Do you love cats? Do you spend most of your day trapped in a vortex of adorable cat videos on YouTube? Is your second language LOLCat? Is ‘I Can Has Cheezburger’ bookmarked on your laptop? Well then KEDI is for you! While director Ceyda Torun’s absolutely adorbz documentary spotlights the personality-packed kittehfaces of Istanbul, it speaks to the power these felines can provide humans – the power to love, laugh and heal.
To understand the essence that is Istanbul, you’ll need to love and respect cats. Hundreds upon thousands have roamed the streets for many years, running wild like furry four-legged street urchins. They are synonymous with the culture there – so much so, stands on the roadsides have signage stating the cups of water are for cats only. Cats prowl the city, making use of its inhabitants for survival, but repaying the favors with greater reward for the humans. Through the lives of seven cats – charming Sari, emotional Bengü, “neighborhood psychopath” Psikopat, social butterfly Deniz, hunter Aslan Parçasi, “player” Gamsiz, and gentlemanly Duman – we see the joy, purpose, introspection and drive they bring to their caretakers.

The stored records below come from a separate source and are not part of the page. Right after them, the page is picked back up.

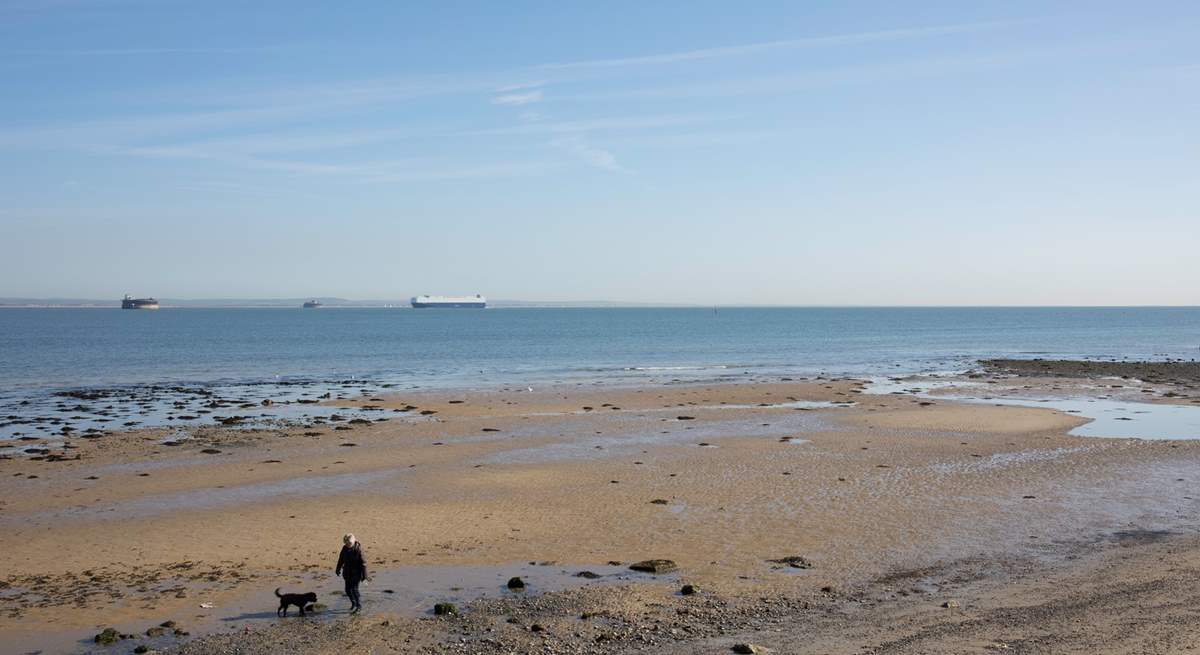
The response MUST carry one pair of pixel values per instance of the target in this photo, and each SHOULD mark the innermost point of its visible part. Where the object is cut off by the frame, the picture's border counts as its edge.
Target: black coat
(351, 564)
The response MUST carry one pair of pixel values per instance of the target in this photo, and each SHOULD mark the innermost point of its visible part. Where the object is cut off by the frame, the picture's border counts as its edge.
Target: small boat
(130, 302)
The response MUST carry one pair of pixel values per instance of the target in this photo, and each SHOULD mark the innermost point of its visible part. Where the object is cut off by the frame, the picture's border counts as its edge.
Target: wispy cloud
(519, 100)
(587, 152)
(790, 43)
(597, 125)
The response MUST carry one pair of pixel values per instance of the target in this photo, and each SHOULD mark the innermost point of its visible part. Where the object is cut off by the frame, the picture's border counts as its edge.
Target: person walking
(353, 569)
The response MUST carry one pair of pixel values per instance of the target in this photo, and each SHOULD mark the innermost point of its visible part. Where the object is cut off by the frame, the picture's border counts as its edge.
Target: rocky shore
(1131, 592)
(1183, 373)
(796, 511)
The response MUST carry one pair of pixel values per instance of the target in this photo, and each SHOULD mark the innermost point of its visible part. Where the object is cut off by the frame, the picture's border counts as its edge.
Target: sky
(777, 152)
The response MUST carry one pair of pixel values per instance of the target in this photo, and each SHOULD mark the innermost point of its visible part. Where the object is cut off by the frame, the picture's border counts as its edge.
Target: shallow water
(1108, 418)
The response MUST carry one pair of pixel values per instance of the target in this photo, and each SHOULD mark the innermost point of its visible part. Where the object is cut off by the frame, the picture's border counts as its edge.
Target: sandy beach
(921, 522)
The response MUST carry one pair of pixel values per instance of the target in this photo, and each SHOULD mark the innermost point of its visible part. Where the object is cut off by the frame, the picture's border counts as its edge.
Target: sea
(136, 367)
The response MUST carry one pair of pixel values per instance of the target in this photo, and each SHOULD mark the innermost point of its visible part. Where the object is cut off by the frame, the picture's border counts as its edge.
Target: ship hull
(418, 305)
(138, 305)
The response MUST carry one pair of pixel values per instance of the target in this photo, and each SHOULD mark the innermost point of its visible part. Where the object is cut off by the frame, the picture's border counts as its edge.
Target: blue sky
(717, 152)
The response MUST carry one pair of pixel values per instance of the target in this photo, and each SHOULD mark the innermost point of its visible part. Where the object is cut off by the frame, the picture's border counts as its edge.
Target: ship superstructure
(130, 302)
(456, 301)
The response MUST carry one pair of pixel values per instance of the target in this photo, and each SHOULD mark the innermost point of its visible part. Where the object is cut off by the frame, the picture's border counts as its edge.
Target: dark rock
(795, 562)
(654, 566)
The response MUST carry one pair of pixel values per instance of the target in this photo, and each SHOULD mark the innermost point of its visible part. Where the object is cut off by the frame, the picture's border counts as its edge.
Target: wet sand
(718, 478)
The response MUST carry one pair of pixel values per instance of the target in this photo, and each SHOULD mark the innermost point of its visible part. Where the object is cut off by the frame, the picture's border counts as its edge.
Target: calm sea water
(69, 348)
(88, 371)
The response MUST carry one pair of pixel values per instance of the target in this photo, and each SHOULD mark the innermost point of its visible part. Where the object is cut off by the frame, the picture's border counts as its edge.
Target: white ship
(460, 301)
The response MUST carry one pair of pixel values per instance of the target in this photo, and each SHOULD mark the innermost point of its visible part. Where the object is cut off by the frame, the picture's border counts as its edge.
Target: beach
(453, 491)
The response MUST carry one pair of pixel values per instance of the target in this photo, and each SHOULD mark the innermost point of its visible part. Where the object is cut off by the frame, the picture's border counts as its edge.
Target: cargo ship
(130, 302)
(457, 301)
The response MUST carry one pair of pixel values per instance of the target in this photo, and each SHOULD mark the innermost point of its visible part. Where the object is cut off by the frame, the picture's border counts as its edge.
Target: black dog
(299, 600)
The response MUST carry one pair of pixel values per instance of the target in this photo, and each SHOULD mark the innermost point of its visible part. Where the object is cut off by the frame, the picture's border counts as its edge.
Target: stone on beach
(654, 566)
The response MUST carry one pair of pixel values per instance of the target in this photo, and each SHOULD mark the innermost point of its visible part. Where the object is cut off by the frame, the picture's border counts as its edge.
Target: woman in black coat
(353, 570)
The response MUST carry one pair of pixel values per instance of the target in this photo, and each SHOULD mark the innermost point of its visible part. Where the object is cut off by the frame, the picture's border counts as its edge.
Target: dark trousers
(352, 590)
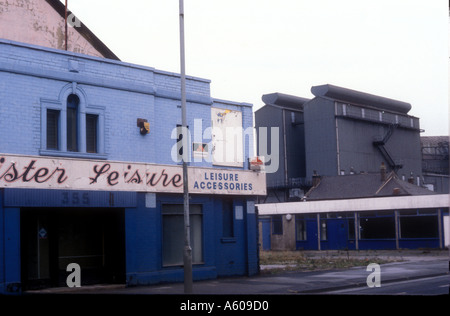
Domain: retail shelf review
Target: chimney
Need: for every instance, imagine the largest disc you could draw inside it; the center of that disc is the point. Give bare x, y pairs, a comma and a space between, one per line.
383, 172
316, 179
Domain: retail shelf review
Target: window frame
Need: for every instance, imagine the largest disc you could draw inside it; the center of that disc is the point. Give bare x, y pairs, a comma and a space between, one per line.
84, 109
179, 213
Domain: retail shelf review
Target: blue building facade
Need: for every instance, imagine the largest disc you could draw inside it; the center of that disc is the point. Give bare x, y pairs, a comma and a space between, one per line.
64, 111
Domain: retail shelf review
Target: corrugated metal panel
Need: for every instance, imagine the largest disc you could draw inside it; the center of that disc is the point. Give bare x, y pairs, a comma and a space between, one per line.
68, 198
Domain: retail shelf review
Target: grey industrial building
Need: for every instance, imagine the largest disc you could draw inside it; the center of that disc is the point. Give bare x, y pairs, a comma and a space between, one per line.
351, 134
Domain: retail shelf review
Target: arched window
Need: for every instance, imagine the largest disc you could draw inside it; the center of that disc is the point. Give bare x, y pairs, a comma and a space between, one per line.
73, 102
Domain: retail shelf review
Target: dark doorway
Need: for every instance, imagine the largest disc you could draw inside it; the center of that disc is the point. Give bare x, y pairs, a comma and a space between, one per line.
51, 239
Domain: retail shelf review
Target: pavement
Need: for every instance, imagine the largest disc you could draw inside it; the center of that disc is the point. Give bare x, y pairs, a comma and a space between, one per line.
408, 265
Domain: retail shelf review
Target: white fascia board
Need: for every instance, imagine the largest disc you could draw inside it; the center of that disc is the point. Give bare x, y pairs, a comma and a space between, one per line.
351, 205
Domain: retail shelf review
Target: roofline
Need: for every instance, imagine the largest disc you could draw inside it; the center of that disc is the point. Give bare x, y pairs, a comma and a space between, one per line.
360, 205
84, 31
349, 95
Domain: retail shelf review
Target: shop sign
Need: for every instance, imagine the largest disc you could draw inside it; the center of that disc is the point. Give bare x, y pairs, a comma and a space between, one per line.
80, 174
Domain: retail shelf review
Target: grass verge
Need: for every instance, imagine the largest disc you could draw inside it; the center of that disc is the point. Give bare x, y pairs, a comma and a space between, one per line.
296, 261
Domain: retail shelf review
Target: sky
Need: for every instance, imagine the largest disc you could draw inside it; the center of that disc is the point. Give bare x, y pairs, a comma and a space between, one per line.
397, 49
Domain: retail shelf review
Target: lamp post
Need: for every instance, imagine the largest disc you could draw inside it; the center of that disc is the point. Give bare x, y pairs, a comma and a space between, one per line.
187, 253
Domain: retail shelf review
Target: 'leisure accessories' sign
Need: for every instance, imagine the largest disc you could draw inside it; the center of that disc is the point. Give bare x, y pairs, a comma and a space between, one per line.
76, 174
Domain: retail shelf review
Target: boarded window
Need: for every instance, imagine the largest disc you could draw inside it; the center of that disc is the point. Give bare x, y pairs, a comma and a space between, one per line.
173, 233
52, 129
419, 227
91, 133
377, 227
228, 218
72, 122
277, 225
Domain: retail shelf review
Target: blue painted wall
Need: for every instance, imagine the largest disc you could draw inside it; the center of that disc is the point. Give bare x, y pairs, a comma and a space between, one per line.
34, 79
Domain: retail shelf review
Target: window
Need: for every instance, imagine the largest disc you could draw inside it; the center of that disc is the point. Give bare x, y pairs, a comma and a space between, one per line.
70, 127
91, 133
421, 226
72, 122
300, 229
323, 230
377, 227
173, 234
52, 129
277, 225
351, 228
227, 218
180, 134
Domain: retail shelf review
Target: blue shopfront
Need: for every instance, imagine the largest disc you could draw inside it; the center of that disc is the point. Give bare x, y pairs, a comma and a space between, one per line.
128, 238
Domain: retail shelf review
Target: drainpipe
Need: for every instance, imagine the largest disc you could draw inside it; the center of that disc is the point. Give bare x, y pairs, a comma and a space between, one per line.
337, 140
356, 231
318, 231
440, 228
285, 154
397, 246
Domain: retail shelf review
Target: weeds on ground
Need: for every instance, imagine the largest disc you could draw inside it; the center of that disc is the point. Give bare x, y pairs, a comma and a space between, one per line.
296, 261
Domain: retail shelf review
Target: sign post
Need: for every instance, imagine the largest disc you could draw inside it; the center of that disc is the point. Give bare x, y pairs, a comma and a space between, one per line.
187, 257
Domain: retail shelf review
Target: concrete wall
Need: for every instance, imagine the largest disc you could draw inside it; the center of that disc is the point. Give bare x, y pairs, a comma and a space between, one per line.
36, 22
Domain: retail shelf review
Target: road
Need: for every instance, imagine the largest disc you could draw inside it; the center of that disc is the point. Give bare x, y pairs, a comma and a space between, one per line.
438, 285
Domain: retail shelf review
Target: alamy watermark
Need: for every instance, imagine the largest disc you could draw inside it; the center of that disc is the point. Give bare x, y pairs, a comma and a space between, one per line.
374, 278
73, 21
74, 278
225, 145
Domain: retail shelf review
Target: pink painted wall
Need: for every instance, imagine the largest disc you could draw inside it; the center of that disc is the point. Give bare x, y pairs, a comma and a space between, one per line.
36, 22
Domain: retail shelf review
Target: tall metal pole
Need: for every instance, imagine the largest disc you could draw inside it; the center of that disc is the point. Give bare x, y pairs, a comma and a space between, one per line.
187, 254
66, 36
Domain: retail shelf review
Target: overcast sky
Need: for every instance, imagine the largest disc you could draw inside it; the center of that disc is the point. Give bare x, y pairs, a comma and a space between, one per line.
392, 48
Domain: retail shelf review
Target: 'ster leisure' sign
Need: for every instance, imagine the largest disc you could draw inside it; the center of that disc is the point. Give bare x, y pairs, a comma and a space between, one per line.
79, 174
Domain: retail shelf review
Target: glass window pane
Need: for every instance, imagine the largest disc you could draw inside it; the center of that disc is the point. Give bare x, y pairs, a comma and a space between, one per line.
72, 122
227, 218
91, 133
277, 225
52, 129
419, 227
377, 227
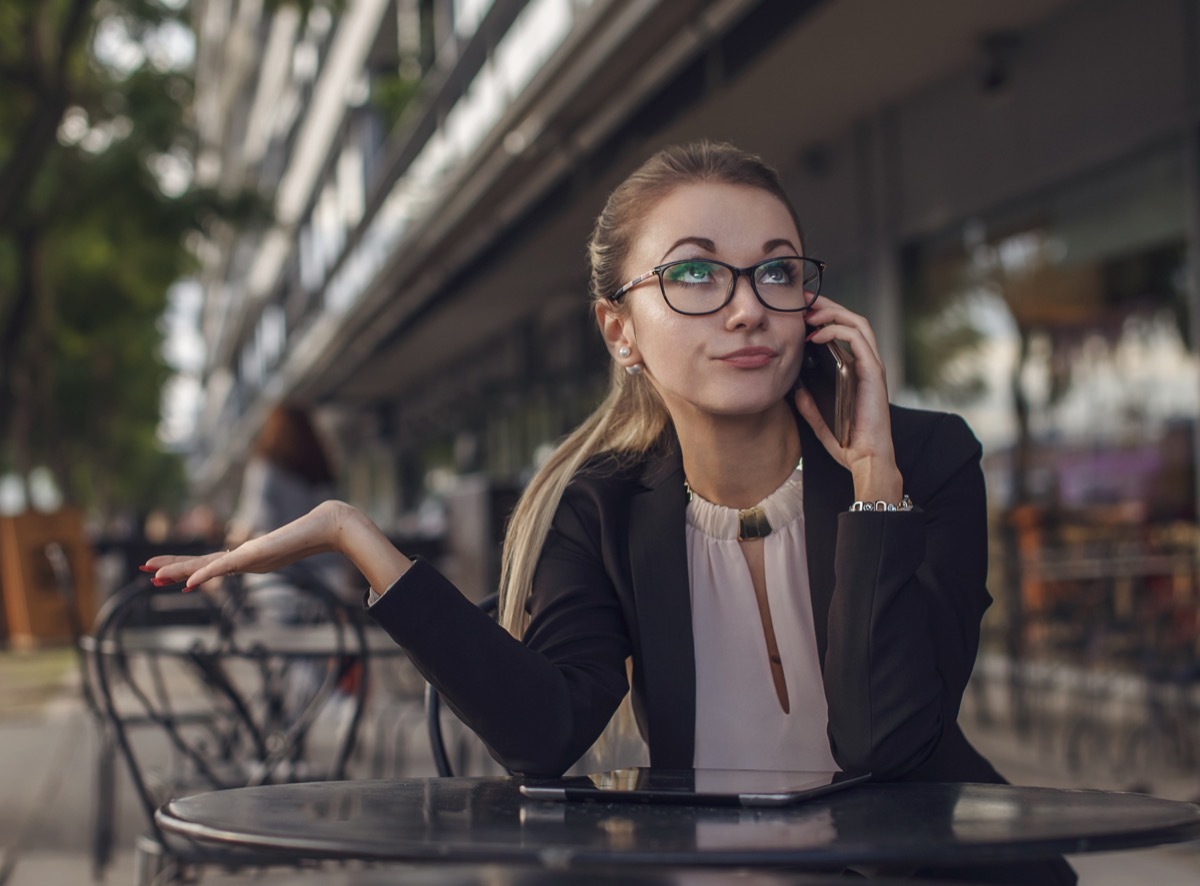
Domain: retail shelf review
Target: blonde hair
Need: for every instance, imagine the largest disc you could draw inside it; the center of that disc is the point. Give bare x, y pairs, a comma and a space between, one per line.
631, 419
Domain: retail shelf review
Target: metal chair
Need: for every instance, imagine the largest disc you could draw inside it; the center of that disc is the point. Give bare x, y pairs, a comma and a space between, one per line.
433, 719
201, 693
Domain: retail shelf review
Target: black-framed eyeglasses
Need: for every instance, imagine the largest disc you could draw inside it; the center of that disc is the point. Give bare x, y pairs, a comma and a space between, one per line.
700, 286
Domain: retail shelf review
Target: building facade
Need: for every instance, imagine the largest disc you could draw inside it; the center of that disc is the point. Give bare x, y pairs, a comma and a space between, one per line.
1009, 191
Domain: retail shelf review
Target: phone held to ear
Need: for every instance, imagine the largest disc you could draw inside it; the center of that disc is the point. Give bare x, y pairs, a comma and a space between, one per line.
827, 372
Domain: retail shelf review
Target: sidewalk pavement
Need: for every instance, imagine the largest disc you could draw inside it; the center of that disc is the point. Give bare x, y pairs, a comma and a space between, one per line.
48, 744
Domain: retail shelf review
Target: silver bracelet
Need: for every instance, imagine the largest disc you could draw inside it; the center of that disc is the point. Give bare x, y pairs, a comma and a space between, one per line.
905, 503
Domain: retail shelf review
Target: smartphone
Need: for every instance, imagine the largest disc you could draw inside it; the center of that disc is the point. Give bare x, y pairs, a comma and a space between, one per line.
827, 372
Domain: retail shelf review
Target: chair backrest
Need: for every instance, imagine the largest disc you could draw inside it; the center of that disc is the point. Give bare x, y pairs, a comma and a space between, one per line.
433, 718
208, 690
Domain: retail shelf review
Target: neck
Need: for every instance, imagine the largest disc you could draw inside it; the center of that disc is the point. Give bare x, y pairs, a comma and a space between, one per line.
737, 461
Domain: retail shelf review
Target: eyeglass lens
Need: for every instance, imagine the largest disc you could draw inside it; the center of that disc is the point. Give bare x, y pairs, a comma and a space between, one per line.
701, 287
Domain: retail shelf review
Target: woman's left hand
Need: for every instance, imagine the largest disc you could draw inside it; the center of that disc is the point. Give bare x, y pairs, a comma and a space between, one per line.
869, 455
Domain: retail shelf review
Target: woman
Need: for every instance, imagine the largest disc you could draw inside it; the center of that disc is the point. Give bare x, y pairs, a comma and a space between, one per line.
288, 474
702, 522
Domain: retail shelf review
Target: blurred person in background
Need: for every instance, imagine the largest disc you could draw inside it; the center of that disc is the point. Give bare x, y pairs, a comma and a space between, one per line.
288, 474
787, 600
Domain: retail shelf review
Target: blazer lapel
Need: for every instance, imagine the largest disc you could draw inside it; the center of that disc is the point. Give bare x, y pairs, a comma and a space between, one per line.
828, 489
658, 555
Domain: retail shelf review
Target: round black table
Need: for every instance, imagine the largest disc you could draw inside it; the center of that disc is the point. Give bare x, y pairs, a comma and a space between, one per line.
487, 820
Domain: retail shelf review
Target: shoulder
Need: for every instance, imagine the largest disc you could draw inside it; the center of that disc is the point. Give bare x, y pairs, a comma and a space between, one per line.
606, 478
933, 447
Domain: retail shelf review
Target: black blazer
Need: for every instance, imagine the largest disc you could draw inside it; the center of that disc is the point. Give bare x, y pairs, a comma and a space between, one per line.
897, 603
897, 600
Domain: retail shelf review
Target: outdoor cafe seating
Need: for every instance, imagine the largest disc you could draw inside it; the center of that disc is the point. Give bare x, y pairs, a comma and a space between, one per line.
201, 692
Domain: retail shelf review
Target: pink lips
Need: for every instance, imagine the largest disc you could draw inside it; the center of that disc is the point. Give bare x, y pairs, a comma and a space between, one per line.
749, 358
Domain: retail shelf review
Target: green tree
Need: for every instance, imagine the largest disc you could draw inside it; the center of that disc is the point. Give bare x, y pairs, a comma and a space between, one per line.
93, 229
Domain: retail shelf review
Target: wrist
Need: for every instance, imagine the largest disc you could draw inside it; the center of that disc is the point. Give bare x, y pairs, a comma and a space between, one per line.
365, 545
874, 483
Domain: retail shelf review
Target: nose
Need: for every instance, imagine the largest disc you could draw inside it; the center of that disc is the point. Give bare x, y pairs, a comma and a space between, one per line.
744, 309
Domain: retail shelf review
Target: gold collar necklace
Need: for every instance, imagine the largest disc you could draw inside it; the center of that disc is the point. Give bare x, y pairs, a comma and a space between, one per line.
753, 522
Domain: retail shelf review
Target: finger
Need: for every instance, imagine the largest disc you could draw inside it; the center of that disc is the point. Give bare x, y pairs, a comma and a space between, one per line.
826, 312
184, 568
810, 413
861, 347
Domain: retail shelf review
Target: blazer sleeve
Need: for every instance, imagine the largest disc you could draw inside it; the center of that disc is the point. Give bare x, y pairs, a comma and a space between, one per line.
904, 620
538, 704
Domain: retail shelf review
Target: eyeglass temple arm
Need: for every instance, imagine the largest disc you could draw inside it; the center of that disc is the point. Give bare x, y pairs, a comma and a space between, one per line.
630, 285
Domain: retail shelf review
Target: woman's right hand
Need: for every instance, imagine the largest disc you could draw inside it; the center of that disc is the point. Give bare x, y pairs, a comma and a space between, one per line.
330, 526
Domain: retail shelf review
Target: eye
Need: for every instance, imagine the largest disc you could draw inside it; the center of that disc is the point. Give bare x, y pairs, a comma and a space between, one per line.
777, 273
689, 273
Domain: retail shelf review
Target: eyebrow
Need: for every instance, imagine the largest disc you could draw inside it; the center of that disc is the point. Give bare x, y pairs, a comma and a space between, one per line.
709, 246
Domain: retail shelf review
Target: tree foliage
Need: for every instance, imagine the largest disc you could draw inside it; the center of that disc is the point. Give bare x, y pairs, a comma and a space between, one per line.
90, 241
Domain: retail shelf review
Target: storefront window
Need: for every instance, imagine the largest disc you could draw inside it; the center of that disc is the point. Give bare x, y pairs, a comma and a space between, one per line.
1060, 329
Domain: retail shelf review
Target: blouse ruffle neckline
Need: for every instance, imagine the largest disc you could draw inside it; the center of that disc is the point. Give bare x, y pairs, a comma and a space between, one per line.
781, 507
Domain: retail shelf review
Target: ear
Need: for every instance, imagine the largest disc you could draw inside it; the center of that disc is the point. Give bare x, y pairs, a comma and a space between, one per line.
617, 329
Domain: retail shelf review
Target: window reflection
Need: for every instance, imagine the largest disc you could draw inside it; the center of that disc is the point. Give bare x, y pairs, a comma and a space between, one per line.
1060, 329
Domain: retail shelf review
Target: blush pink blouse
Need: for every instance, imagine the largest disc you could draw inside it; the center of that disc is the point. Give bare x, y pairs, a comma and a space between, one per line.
739, 720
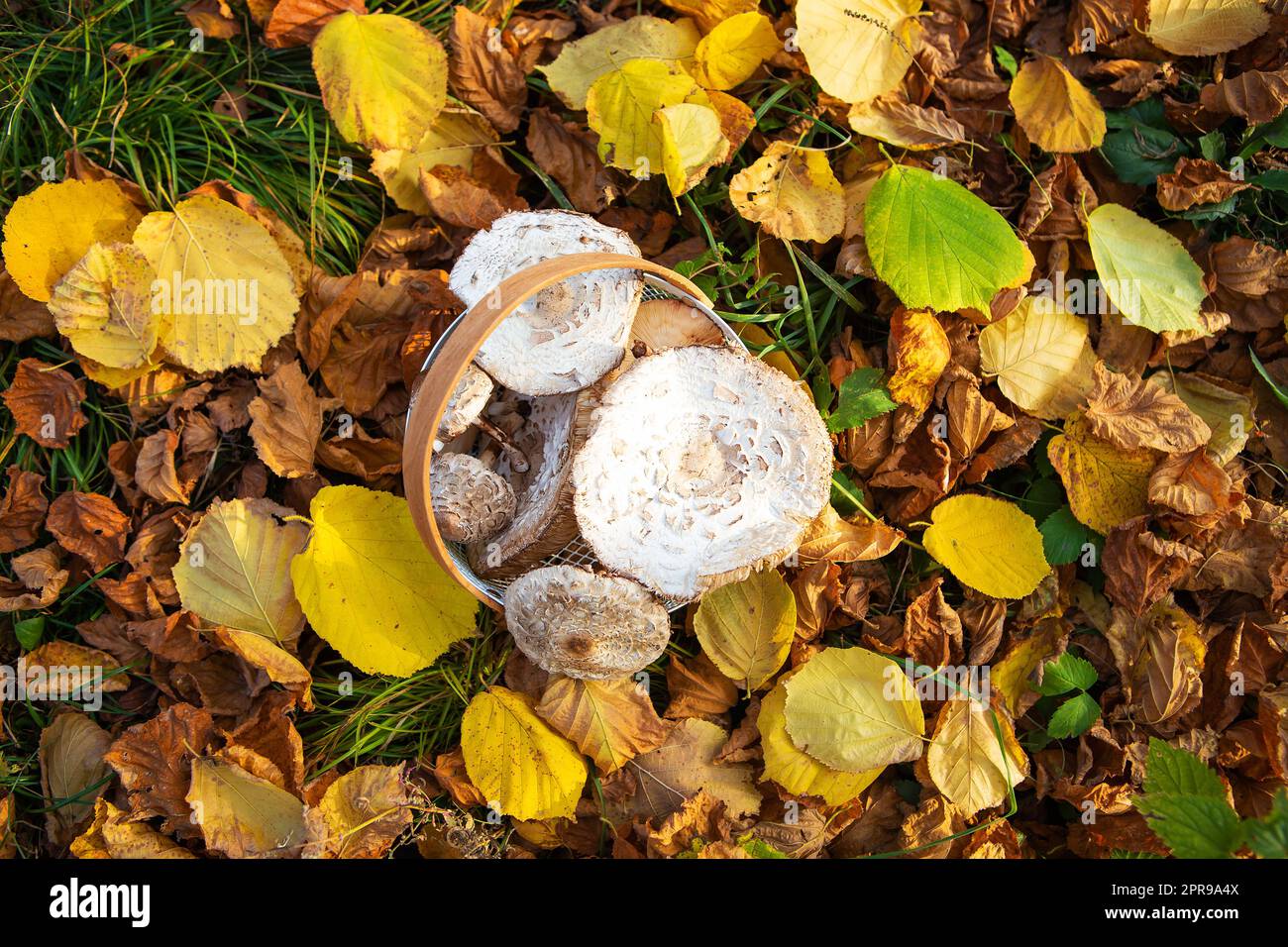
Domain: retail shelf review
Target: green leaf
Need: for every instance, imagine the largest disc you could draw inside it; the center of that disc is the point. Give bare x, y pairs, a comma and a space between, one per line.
1171, 771
1142, 146
935, 244
1063, 536
1267, 836
1073, 718
862, 398
1270, 381
1006, 60
1193, 826
1067, 673
29, 631
1145, 270
1185, 804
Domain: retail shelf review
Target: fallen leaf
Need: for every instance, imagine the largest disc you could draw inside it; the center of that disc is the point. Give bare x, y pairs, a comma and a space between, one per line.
746, 628
46, 403
520, 766
609, 720
382, 77
366, 558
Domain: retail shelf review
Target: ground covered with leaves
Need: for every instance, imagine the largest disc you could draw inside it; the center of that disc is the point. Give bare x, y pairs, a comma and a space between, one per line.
1028, 260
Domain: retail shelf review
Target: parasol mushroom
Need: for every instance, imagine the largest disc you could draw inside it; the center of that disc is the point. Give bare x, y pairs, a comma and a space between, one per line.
702, 466
571, 621
471, 501
544, 521
570, 335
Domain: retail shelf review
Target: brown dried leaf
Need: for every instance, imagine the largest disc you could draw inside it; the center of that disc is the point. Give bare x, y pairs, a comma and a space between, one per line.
286, 421
296, 22
22, 510
46, 402
1133, 414
89, 526
609, 720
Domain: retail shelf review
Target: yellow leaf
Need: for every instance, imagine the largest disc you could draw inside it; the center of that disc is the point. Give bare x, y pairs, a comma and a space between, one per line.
223, 289
235, 570
48, 231
361, 814
1205, 27
619, 108
244, 815
854, 710
456, 138
746, 628
382, 77
1106, 486
1031, 351
103, 305
584, 60
691, 144
730, 53
370, 587
919, 352
516, 762
1055, 110
1012, 676
609, 720
966, 757
795, 771
791, 192
857, 50
991, 545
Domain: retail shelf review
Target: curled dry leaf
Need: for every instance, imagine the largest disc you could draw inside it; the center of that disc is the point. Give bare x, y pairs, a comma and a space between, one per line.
22, 510
361, 814
235, 569
1133, 414
286, 421
609, 720
791, 192
154, 762
103, 305
297, 22
46, 403
89, 526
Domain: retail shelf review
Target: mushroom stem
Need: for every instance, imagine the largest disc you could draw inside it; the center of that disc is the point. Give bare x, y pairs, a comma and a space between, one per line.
518, 460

This is a ringing testament to how cats – even the feral ones – can enrich the lives around them, teaching people empathy, compassion and responsibility. Plus, they seem to bestow so much pleasure on their human fwends. My favorite are the cafe workers who know Duman’s selective, picky tastes and adapt to his “demands.” You’ll take genuine enjoyment from all who anthropomorphize these felines. When you spend enough time observing them on screen, I guarantee you will bestow human qualities on them too.
Most poignant are the interviewees who’ve gone through hardships and trauma and have now dedicated their lives to making their furry companions’ lives better. An almost innocuous comment from one of the fishmongers, who says, “People who don’t love [cats] can’t love people,” is palpably resonant. One town citizen nurses motherless, abandoned, tiny mewing kittehs back to health by the bayside, feeding them in cumbersome regular intervals. They provide the therapy and kindness he needed post-nervous breakdown, so now it’s his turn to pay it forward. Another gentleman strolls the street handing out food to his furry feline fwends. One woman confesses she hands out 20 pounds of chicken to the city strays.
The film doesn’t delve too deep into darker elements, like death and population control measures, only gently touching on the accidental deaths. It briefly goes into the city’s changing landscape and what that means for these majestic love-givers. And never does it go into the smell of the city, which I can only imagine is not the greatest of purrrfumes. Eh, it’s just not that kind of documentary. It hisses at negativity.
You’d think a documentary on cats couldn’t ever be cinematic, but there’s where you’re wrong. Charlie Wuppermann’s cinematography gives this film an elegant edge. Mo Stoebe’s edits makes their daily-life portraits flow, adding polish. Kira Fontana’s score imparts a sound of casual precision. These breezy vignettes provide a multitude of profundity about life, health and human nature – at least to those who are blessed by the presence of these god-like creatures.
KEDI is now playing in NYC. It opens in Los Angeles (The Royal), Pasadena (Pasadena PlayHouse) and Orange County (University Town Center) on February 17.